- Born: June 10, 1948 Timmins, Ontario
- Died: April 2, 1994 (aged 45)
- Education: Queen's University (B.A.)

= Lina Chartrand =

Canadian writer and theatre creator (1948–1994)

Lina Chartrand (June 10, 1948 – April 2, 1994) was a Canadian writer and theatre creator. She was a co-founder of the feminist theatre company, Company of Sirens. Her most famous work was the bilingual and partly autobiographical play, La P'tite Miss Easter Seals.

== Early life ==
Chartrand was born in 1948 in Timmins, Ontario, Canada, one of four children of Leo and Leocadie Chartland. At sixteen months old, she contracted polio which resulted in her requiring spinal surgery at age 10, following which Chartrand spent time in a full body cast. In 1960, Chartrand was selected as Little Miss Easter Seals.

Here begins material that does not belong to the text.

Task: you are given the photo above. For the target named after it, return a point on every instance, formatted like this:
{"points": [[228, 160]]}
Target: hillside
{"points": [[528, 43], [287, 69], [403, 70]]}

Chartrand attended Queen's University in Kingston, Ontario, where she received a B.A. in drama.

== Career ==
In 1986, Chartrand formed the feminist theatre collective Company of Sirens, with Aida Jordão, Catherine Glen, Lib Spry, Shawna Dempsey, and Cynthia Grant. With Company of Sirens, Chartrand co-created the play, The Working People's Picture Show.

Chartrand's first play, La P'tite Miss Easter Seals, premiered in 1988 with Theatre Francais at the Harbourfront Centre's du Maurier Theatre. She worked on the play for three years with consultation from John Van Burek. La P'tite Miss Easer Seals, partly inspired by Chartrand's childhood, is set on a train from Timmins to Toronto and centres on fifteen-year-old Little Miss Easter Seals, Monique Latremouille, who is travelling with her mother and cousin. Monique has spent six months in a full body cast after a spinal surgery to correct effects of childhood polio. The play's characters switch frequently between speaking French and English. La P'tite Miss Easter Seals was re-staged in 1993 by Company of Sirens at Tarragon Theatre's Extra Space.

Chartrand directed Helen Porter's My Father Taught Me To Swim in 1991 at the Annex Theatre. In 1993, Chartrand was named a screenwriter in residence at the Canadian Film Centre. The half-hour film she worked on during this residency, "In Limbo", was in post-production when she died.

Chartrand's collected poetry was published posthumously in the 1998 book, We Make the Air: the Poetry of Lina Chartrand.

== Death and legacy ==
Chartrand died on April 2, 1994, due to complications with liver disease, pre-deceasing partner Kye Marshall. The Lina Chartrand Poetry Award was established in her memory.